From Casetext: Smarter Legal Research

Smarter Tools Inc. v. Chongqing Senci Import & Export Trade Co.

UNITED STATES DISTRICT COURT SOUTHERN DISTRICT OF NEW YORK
Feb 26, 2021
18-cv-2714 (AJN) (S.D.N.Y. Feb. 26, 2021)

Opinion

18-cv-2714 (AJN)

02-26-2021

Smarter Tools Inc., Plaintiff, v. Chongqing Senci Import & Export Trade Co., Ltd., et al., Defendants.


OPINION & ORDER :

Before the Court are cross-petitions to confirm or vacate an arbitration award in favor of Chongqing SENCI Import & Export Trade Co., Ltd. ("SENCI") and against Smarter Tools Inc. ("STI"). The Court finds no basis to disturb the arbitral award and so confirms it.

I. Background

This case concerns a dispute over STI's purchase of gas-powered generators from SENCI. From 2011 to 2013, STI purchased thousands of the AP2000i generators to resell in California and elsewhere in the United States. Smarter Tools Inc. v. Chongqing SENCI Imp. & Exp. Trade Co., No. 18-cv-2714 (AJN), 2019 WL 1349527, at *1 (S.D.N.Y. Mar. 26, 2019). STI was forced to halt sales in California because the generators did not comply with standards set by the California Air Resources Board ("CARB"). Id.

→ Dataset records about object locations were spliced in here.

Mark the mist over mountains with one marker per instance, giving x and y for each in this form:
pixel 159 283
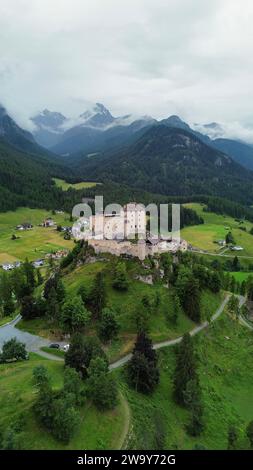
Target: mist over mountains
pixel 96 130
pixel 165 157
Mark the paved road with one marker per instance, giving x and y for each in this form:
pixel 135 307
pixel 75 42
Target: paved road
pixel 172 342
pixel 33 343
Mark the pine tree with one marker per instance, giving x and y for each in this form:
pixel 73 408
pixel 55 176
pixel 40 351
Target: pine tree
pixel 232 438
pixel 97 298
pixel 108 325
pixel 120 281
pixel 185 368
pixel 142 369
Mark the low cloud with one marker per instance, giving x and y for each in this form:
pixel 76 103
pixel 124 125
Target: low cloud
pixel 185 57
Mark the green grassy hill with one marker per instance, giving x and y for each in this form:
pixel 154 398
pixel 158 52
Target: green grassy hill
pixel 34 243
pixel 127 305
pixel 17 393
pixel 65 186
pixel 215 228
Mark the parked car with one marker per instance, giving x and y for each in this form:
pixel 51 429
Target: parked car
pixel 54 346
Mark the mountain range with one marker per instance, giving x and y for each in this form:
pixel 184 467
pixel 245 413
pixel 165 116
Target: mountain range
pixel 96 130
pixel 166 157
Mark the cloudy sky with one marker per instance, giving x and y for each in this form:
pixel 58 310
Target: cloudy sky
pixel 193 58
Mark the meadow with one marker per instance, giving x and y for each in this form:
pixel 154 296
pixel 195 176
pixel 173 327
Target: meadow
pixel 82 185
pixel 17 392
pixel 224 354
pixel 34 243
pixel 215 228
pixel 127 306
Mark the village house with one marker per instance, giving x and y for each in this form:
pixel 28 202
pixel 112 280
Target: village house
pixel 114 233
pixel 10 266
pixel 130 220
pixel 48 223
pixel 25 226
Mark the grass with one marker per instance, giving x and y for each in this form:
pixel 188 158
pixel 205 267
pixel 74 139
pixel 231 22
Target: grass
pixel 241 276
pixel 53 351
pixel 215 228
pixel 7 319
pixel 226 375
pixel 34 243
pixel 65 186
pixel 40 327
pixel 127 306
pixel 17 393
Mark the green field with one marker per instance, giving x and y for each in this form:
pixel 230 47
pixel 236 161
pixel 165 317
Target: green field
pixel 241 276
pixel 215 228
pixel 53 351
pixel 126 305
pixel 34 243
pixel 226 375
pixel 17 392
pixel 65 186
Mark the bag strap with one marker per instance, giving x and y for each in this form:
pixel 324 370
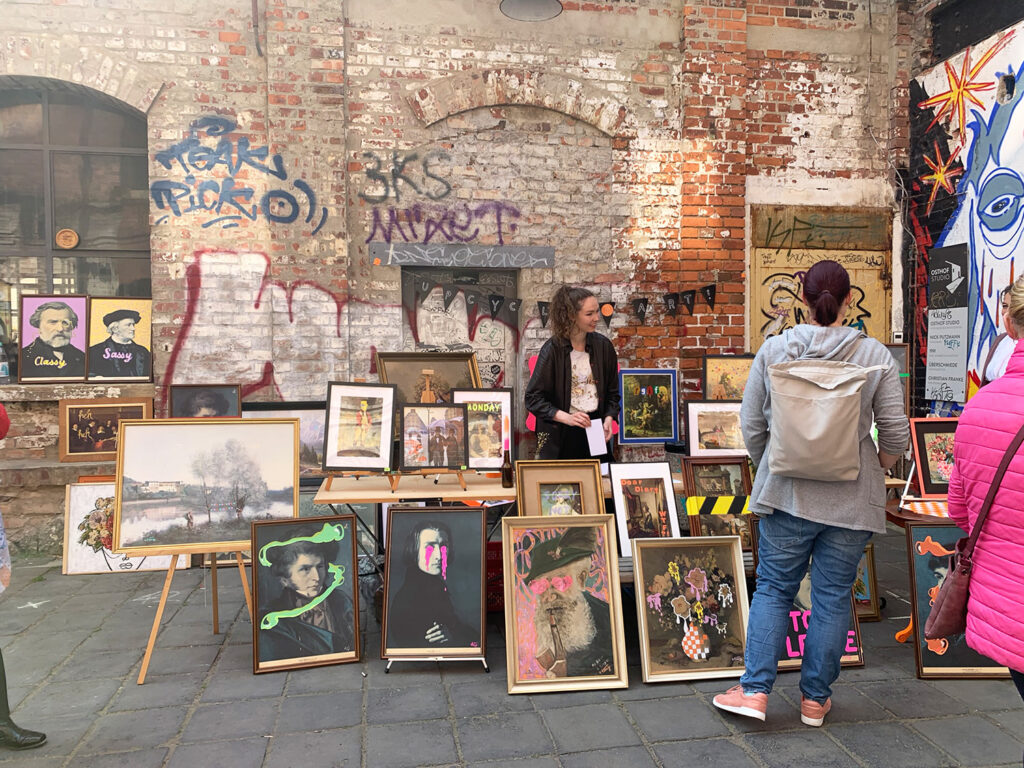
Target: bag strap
pixel 990 497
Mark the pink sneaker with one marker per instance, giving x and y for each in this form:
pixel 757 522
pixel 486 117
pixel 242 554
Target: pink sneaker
pixel 748 705
pixel 811 713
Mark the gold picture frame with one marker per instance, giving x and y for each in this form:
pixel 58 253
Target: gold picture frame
pixel 536 551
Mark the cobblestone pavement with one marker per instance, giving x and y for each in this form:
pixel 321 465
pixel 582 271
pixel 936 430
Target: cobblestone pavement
pixel 74 644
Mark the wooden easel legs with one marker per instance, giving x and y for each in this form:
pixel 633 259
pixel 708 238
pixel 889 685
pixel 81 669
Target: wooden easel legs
pixel 163 603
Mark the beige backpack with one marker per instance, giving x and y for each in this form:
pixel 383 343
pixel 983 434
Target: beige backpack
pixel 815 414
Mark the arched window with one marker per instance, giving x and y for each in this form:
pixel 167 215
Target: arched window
pixel 74 194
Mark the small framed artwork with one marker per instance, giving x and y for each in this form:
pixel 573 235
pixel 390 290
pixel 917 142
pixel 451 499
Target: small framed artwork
pixel 933 455
pixel 649 410
pixel 89 535
pixel 559 487
pixel 865 589
pixel 433 437
pixel 311 416
pixel 53 338
pixel 305 588
pixel 489 419
pixel 197 484
pixel 88 428
pixel 929 546
pixel 691 608
pixel 358 427
pixel 205 400
pixel 428 377
pixel 725 376
pixel 563 615
pixel 434 576
pixel 120 339
pixel 713 428
pixel 645 503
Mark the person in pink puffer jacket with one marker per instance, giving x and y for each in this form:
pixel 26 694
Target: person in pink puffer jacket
pixel 994 617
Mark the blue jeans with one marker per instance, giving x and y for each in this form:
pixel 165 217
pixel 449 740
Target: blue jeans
pixel 786 545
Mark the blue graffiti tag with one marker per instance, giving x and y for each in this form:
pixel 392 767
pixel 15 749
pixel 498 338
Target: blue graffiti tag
pixel 226 197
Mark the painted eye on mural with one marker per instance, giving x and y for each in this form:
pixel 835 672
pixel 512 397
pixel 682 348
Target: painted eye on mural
pixel 999 202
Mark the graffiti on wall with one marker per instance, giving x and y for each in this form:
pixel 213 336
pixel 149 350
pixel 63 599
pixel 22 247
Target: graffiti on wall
pixel 215 165
pixel 967 172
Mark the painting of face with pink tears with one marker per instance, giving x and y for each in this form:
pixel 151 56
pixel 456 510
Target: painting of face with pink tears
pixel 433 602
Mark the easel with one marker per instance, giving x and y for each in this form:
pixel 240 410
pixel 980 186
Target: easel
pixel 166 591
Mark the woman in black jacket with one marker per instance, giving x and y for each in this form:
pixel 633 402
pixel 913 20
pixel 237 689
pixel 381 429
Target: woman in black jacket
pixel 576 378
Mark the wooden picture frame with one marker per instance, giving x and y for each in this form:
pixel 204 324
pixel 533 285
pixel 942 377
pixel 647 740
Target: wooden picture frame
pixel 571 559
pixel 933 455
pixel 305 563
pixel 432 436
pixel 89 535
pixel 87 429
pixel 929 546
pixel 174 476
pixel 312 422
pixel 648 412
pixel 120 339
pixel 865 589
pixel 541 482
pixel 205 401
pixel 484 410
pixel 725 376
pixel 645 503
pixel 434 602
pixel 713 428
pixel 678 640
pixel 428 377
pixel 358 427
pixel 59 318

SENCI commenced arbitration proceedings against STI to recover the balance owing for delivered generators. The parties stipulate that the balance, net of adjustments, is $2,402,680.43. Id. at *2. STI asserted counterclaims alleging that SENCI had breached a promise to deliver generators that complied with EPA and CARB standards. Id. at *1.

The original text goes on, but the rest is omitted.